Руди еле усмехнулся и наклонил голову в знак согласия.
- Вы улыбаетесь, потому что не знаете этих людей, - наставительно сказал епископ. – Мне писали, что это один из самых диких уголков в Европе – густые леса и болота, дикие звери! Они не знают ни цивилизации, ни книг, ни музыки, ни театров – ничего, кроме Господа! Если вы можете себе представить дремучесть столетней давности, помноженную на страх, так это там. Одна-единственная церковь на отшибе, мой друг! Они выживают только благодаря тому, что рядом почтовый тракт, иначе… - он покачал головой. – Там даже разбойники не водятся, хотя казалось бы!
- Прелестное место, разве нет? - заметил его собеседник. – Там хорошо наставлять людей на путь истинный.
- О, - епископ махнул рукой, – это занятие неблагодарное.
- Вы слишком к ним добры. А я бы не отказался туда съездить, посмотреть на них. И барон фон Ринген… Когда-то я знал одного, как вы помните. Он был родом с востока, если мне не изменяет память. Это он же?
- Вряд у вас получится возобновить с ним знакомство, - епископ устал и откинулся на спинку кресла, обмахиваясь надушенной ладонью. – Я слышал, что он очень и очень нелюдим. Живет охотой, никогда не бывает при дворе, самодур, но к крестьянам, впрочем, по большому счету, добр… Он приехал в те края около двенадцати лет назад. Что ж, мне даже любопытно поглядеть, что из этого выйдет, если он примет вас!
- Давайте соединим приятное с полезным, - сказал Руди. – Вы дадите мне письмо, в котором разрешите мне действовать от вашего имени, а я избавлю вас от головной боли с бесами и дьяволами.
- Какой вам с этого толк, друг мой?
- Думаю, что никакого. Но я слишком засиделся на одном месте без дела. А здесь может получиться что-то интересное.
- Опять вершить суд и выносить приговоры? – улыбнулся епископ.
- Теперь у меня нет таких полномочий, - серьезно сказал Руди. – Но я и не стремлюсь их возвратить, как вы знаете.
- Ах, если вы хотите заниматься теперь такими мелочами, то возражать я не буду, - епископ сделал жест, приказав монаху отдать письмо. – Но хватит о делах! Я намереваюсь сегодня заставить вас предаться удовольствиям, которые вы столь клеймите и от которых пытаетесь бежать. Здесь делают чудесную настойку, - мечтательно сказал он, - нам зажарят целого каплуна и целую стайку перепелок, подадут пирог с ливером и колбас: черных и белых. А вы пробовали эти жаренные в масле пирожки? Они почти тают на языке, словно ангельские перья!
- Никогда не пробовал есть перья, да еще и ангельские, - ответил Руди, но слушал он епископа не без удовольствия. – Для меня честь, что вы приглашаете меня. После всего, что случилось.

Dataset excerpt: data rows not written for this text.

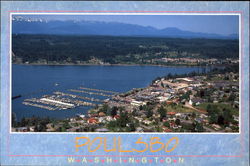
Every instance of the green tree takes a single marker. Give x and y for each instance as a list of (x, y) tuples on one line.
[(163, 112)]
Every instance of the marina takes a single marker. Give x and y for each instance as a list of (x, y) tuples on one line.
[(62, 101)]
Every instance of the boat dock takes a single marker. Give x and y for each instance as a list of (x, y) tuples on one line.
[(90, 93), (99, 90), (60, 100)]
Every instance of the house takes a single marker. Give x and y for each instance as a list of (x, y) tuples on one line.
[(22, 129), (92, 121), (102, 130), (196, 101)]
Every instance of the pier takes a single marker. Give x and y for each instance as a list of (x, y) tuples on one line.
[(39, 106), (99, 90), (60, 100), (80, 97), (90, 93)]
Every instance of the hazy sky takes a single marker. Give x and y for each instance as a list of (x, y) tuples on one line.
[(219, 24)]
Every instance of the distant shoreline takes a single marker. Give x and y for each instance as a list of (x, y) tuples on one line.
[(65, 64)]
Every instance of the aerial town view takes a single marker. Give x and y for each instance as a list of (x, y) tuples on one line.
[(116, 74)]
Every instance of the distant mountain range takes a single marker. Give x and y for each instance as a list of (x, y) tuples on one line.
[(22, 25)]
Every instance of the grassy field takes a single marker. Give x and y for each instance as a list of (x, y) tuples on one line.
[(220, 106), (178, 108)]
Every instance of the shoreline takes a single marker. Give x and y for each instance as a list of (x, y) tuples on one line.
[(41, 64)]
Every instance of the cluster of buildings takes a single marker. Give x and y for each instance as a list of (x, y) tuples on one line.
[(182, 100)]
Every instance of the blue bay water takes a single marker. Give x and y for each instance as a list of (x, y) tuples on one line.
[(37, 80)]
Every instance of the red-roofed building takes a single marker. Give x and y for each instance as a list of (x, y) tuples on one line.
[(171, 113), (92, 120)]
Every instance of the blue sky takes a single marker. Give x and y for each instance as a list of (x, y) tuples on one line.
[(219, 24)]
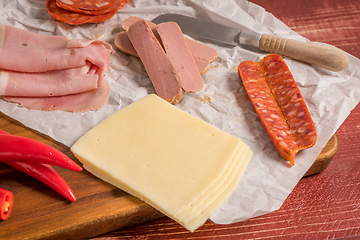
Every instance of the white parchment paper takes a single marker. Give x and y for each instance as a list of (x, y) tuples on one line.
[(268, 179)]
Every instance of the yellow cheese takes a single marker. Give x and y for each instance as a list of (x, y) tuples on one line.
[(177, 163)]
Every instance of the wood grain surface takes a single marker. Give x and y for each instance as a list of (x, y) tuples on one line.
[(324, 205)]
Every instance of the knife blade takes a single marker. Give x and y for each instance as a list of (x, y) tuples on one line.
[(325, 56)]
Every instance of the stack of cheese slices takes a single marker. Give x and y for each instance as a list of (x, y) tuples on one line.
[(177, 163)]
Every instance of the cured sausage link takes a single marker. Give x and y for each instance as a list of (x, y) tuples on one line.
[(290, 100), (279, 105)]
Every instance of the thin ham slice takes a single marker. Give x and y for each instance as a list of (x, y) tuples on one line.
[(155, 61), (81, 102), (197, 49), (48, 84), (25, 51), (42, 72)]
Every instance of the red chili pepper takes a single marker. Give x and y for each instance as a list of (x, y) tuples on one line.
[(22, 149), (38, 169), (6, 203), (46, 174)]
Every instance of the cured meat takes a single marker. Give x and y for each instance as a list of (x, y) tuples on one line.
[(279, 105), (123, 43), (75, 18), (81, 102), (51, 72), (89, 5), (76, 6), (25, 51), (197, 49), (180, 57), (46, 84), (155, 61)]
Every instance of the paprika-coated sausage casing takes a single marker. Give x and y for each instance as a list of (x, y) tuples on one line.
[(279, 104)]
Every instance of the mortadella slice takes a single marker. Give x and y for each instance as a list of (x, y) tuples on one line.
[(123, 43), (197, 49), (180, 57), (156, 62)]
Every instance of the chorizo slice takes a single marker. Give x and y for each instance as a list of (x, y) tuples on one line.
[(279, 104), (68, 5), (88, 5)]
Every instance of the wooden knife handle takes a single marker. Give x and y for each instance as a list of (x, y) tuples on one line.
[(330, 58)]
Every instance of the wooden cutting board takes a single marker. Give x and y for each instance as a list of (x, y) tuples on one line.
[(41, 213)]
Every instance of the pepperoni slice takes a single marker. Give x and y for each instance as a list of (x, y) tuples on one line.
[(111, 8), (279, 105), (88, 5), (74, 18)]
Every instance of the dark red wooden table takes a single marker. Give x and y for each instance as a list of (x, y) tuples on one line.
[(322, 206)]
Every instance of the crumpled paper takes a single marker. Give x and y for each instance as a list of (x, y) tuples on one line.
[(268, 179)]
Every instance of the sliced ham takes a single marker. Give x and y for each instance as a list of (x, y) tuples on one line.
[(197, 49), (81, 102), (180, 57), (42, 72), (46, 84), (155, 61), (123, 43), (25, 51)]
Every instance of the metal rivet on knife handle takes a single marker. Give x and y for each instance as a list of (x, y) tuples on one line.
[(328, 57)]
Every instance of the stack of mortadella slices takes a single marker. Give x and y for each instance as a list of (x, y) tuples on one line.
[(45, 72), (77, 12), (173, 62)]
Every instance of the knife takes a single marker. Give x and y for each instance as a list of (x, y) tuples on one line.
[(328, 57)]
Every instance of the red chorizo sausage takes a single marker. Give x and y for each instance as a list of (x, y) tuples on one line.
[(279, 105)]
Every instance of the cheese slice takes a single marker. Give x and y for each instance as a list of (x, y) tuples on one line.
[(164, 156)]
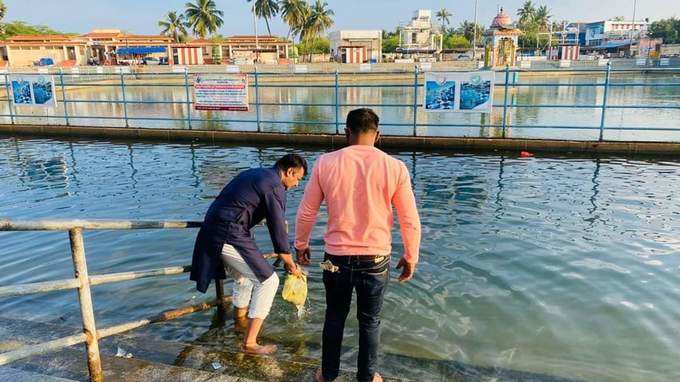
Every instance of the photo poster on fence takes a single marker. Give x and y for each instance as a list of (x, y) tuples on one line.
[(459, 91), (33, 90), (221, 93)]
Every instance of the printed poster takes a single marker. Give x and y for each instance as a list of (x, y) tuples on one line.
[(459, 91), (33, 90), (224, 93)]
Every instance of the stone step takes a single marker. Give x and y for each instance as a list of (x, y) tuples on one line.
[(18, 375), (214, 356)]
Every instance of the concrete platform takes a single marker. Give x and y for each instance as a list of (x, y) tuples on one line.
[(211, 358)]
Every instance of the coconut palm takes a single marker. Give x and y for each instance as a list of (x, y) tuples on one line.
[(526, 13), (542, 17), (174, 26), (294, 13), (3, 12), (443, 17), (203, 17), (318, 21), (266, 9)]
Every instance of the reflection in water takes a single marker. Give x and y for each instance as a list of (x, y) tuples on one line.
[(521, 116), (515, 253)]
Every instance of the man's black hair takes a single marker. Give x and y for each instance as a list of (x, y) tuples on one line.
[(291, 161), (362, 120)]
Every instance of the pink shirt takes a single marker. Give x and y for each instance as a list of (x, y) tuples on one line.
[(360, 184)]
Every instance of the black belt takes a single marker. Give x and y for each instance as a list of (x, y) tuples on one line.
[(373, 259)]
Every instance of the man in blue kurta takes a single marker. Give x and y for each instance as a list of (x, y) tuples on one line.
[(225, 240)]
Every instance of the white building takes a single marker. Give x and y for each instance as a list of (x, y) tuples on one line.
[(420, 37), (356, 46), (600, 32)]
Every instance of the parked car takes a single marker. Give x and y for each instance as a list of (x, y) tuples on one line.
[(45, 61), (150, 61)]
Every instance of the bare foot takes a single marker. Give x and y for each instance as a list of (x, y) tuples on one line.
[(240, 324), (259, 349)]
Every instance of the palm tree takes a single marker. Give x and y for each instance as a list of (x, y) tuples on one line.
[(542, 17), (443, 17), (3, 12), (318, 21), (526, 13), (294, 13), (470, 29), (174, 26), (266, 9), (203, 17)]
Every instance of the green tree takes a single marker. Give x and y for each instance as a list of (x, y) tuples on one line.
[(174, 26), (266, 9), (318, 21), (542, 18), (469, 29), (667, 29), (295, 14), (443, 17), (526, 14), (14, 28), (203, 17), (3, 12)]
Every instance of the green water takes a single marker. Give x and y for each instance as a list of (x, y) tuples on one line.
[(564, 266)]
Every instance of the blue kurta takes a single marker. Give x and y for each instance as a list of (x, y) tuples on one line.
[(251, 196)]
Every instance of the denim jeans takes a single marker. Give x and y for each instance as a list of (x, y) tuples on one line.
[(369, 279)]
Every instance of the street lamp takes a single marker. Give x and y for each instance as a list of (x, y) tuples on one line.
[(474, 35)]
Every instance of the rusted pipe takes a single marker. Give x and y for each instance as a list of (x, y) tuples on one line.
[(94, 363)]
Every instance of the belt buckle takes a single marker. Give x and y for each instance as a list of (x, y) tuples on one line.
[(327, 265)]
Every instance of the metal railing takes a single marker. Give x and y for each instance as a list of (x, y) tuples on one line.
[(333, 81), (83, 282)]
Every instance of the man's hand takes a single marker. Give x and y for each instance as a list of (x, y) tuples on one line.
[(407, 271), (304, 256), (289, 264)]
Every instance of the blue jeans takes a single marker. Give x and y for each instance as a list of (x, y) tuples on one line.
[(369, 279)]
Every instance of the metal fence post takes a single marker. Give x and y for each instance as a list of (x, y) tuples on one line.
[(257, 100), (337, 104), (186, 90), (122, 87), (85, 298), (9, 99), (63, 96), (604, 99), (415, 102), (219, 293), (505, 99)]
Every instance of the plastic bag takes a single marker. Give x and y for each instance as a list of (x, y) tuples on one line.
[(295, 289)]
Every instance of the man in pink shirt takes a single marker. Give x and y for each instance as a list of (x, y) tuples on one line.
[(359, 185)]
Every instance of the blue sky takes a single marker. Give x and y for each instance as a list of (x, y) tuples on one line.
[(141, 16)]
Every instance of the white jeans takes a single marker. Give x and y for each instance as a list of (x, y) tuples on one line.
[(248, 290)]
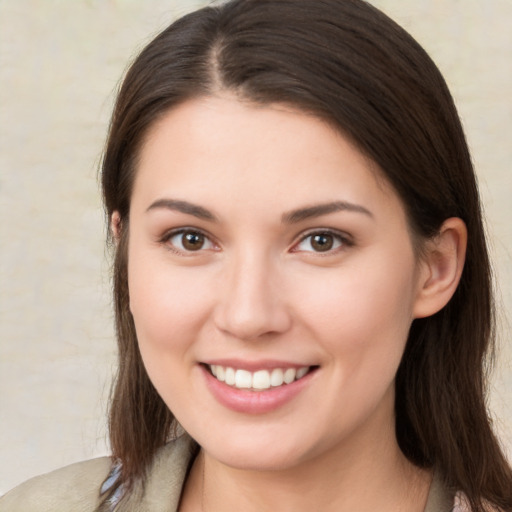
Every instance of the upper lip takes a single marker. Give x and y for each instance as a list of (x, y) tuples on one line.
[(252, 366)]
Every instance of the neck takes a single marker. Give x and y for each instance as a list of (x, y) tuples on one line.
[(357, 475)]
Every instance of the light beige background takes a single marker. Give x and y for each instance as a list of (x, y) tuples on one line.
[(60, 61)]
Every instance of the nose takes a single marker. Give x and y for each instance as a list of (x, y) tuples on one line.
[(251, 303)]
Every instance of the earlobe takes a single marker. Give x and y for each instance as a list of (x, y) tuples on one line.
[(441, 268), (115, 226)]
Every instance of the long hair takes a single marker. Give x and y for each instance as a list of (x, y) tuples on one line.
[(350, 65)]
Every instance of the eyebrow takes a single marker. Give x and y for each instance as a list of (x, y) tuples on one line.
[(318, 210), (183, 207), (291, 217)]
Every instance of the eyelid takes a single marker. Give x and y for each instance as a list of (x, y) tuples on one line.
[(345, 239), (166, 237)]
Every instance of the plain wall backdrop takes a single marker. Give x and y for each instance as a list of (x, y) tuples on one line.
[(60, 63)]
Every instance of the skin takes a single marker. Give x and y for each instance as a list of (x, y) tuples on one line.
[(258, 290)]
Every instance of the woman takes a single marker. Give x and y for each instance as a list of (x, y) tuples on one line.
[(301, 277)]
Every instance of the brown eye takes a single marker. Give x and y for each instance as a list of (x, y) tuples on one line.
[(321, 242), (190, 241)]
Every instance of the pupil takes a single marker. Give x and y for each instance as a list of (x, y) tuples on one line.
[(322, 243), (193, 241)]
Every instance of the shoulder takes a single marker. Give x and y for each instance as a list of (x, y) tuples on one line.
[(75, 487)]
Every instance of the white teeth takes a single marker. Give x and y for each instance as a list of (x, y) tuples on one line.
[(221, 374), (230, 376), (259, 380), (289, 375), (243, 379), (300, 372)]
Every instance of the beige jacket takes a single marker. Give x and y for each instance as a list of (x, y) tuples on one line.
[(76, 488)]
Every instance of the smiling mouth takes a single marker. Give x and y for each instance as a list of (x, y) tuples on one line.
[(260, 380)]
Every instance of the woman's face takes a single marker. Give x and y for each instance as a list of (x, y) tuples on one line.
[(264, 248)]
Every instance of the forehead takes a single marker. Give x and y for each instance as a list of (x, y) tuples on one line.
[(221, 150)]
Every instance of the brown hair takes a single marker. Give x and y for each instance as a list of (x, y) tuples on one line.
[(349, 64)]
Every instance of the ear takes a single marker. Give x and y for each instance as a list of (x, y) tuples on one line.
[(115, 226), (441, 268)]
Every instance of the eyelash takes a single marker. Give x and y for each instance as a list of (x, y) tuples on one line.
[(341, 239), (172, 247)]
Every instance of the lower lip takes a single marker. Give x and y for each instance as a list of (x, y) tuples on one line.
[(255, 402)]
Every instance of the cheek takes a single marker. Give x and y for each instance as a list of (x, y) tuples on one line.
[(363, 312), (167, 304)]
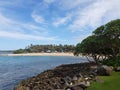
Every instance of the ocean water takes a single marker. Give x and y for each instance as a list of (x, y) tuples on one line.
[(13, 69)]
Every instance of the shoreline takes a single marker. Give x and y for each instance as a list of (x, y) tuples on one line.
[(39, 54)]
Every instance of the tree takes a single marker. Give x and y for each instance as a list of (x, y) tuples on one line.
[(103, 44)]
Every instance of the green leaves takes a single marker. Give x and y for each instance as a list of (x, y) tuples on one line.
[(105, 42)]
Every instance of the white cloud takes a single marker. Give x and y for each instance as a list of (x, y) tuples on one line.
[(49, 1), (94, 14), (17, 30), (16, 35), (38, 18), (70, 4), (61, 21)]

Что именно произошло, он уточнять не стал, но епископ понимающе кивнул. Монах, которому выпала честь читать письмо Его Превосходительству (Excellentia), был немало озадачен присутствием мирянина, который смел перечить самому епископу. Он хотел рассказать об этом братьям, но совсем забыл об этом, поскольку пришел к обеду, на котором всем долженствовало хранить молчание, а после оказалось, что один из братьев по ошибке вылил в котел с похлебкой бутыль чудесной соли от венгерской лихорадки, и остаток вечера прошел в отхожем месте. Таинственного мирянина монах встретил еще один раз, когда епископ уезжал из монастыря, и, поймав его суровый взгляд, решил, что любопытство грешно, и отбросил мысли узнать, кто этот человек, тем паче, вряд ли этого господина действительно звали Руди.